For those who know me, I'll preface this post by saying I'm not bitter because I have to go to school today.
When I woke up, I was reminded why today is significant as soon as I turned the computer on and saw the Yahoo! banner at the top of the page. It's nice to have a day on which we can take some time to honor not only one man, but also struggles of minorities who have worked to break the chains of inequality. Honestly, if it weren't for people like MLK, I probably wouldn't be married to Rachel today.
Since my district has chosen to have today serve as a make-up day for days lost to inclement weather, I stopped to consider what message it sends to kids — if anything at all. I realize most of the students I have probably wouldn't have done anything today anyway, except sleep in late and not even give a thought about MLK or any of today's significant meanings.
Does taking the day off away from us say, "We don't care about black people" or "We don't respect people from other races or cultures." Both are bold statements, and they are only my ponderings. I don't think anyone said that nor do I think any of my administrators really would think that.
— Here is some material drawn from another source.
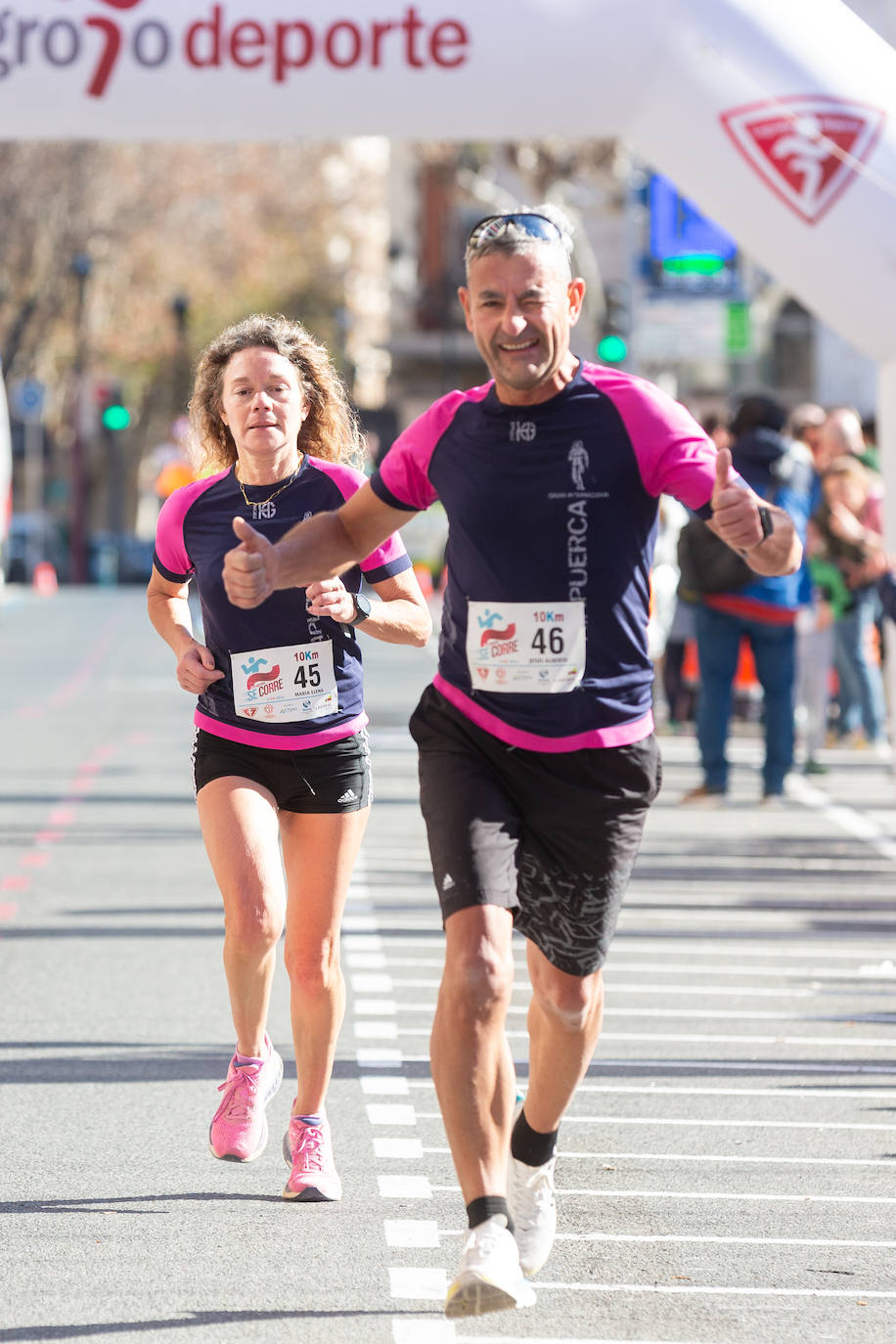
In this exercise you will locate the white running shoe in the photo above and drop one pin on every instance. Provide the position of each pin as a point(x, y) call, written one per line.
point(489, 1278)
point(533, 1208)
I just wonder if there aren't underlying or subconsciousness thinking that would lead people to not think twice about using MLK Day as a snow make-up day.
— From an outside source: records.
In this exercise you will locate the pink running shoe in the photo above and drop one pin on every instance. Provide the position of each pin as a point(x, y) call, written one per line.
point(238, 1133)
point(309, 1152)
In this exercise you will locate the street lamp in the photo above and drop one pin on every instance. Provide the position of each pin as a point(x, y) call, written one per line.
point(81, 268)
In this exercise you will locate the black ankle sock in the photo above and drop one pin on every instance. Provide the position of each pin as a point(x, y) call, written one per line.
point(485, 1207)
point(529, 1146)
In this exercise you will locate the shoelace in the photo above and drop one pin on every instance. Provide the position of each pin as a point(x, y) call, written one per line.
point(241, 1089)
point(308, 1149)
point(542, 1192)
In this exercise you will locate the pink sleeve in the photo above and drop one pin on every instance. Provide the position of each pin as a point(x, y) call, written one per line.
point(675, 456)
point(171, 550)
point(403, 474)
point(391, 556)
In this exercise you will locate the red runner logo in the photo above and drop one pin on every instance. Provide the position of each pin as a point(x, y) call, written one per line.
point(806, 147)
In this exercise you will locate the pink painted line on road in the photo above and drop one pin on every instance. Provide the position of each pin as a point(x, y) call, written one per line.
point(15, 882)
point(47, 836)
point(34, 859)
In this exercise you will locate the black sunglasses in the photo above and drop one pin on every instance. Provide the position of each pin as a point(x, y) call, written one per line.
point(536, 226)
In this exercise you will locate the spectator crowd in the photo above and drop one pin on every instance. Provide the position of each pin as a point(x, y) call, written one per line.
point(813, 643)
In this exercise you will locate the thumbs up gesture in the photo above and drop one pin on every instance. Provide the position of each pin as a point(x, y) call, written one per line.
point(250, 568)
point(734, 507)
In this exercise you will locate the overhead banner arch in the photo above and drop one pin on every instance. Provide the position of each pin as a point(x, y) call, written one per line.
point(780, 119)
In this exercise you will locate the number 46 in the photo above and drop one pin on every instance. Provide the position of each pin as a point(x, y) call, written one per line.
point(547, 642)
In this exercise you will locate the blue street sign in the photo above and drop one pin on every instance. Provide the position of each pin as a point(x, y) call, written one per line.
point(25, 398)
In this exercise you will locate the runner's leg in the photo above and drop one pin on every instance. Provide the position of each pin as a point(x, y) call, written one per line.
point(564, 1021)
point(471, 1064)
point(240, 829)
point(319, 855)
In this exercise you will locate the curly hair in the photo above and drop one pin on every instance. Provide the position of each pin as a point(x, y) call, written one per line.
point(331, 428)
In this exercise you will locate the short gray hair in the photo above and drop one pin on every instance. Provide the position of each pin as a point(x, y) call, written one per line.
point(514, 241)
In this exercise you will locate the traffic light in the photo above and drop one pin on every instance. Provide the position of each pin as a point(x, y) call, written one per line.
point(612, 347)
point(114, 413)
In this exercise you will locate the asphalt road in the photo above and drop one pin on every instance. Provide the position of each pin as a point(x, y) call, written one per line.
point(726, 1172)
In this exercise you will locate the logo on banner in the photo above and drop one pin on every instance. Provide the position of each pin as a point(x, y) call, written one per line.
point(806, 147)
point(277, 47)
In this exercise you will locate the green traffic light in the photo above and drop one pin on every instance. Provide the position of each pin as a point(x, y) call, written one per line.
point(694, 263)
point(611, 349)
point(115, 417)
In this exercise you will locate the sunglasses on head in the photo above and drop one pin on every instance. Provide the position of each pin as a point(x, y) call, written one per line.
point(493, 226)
Maybe I'm making to much of it, but I already struggle with backward thinking when it comes to some sheltered students — as do many foreign language teachers. How can we teach our kids to respect other cultures and other types of peoples? I try in the classroom, but what does the culture around us do to do that? It's something to think about.
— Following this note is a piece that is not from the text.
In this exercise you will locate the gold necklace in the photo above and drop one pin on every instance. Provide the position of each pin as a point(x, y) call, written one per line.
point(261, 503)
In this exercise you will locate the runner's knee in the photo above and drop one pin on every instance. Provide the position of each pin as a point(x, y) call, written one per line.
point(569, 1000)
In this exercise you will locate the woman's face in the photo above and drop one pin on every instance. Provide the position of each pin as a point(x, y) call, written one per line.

I better go for now, but I was just thinking about this. What are your thoughts?
I am currently in my sixth year in education as a Spanish teacher. I have been married since 2003 to Rachel. I have a sister who is 12 years older than me and has two young sons. My parents live in the small town where I and they grew up and have been married over 40 years. I frequently visit them, and I also enjoy visiting (nearly every day on the phone) with my 82-year-old grandma who lives 10 miles east of my parents in the country.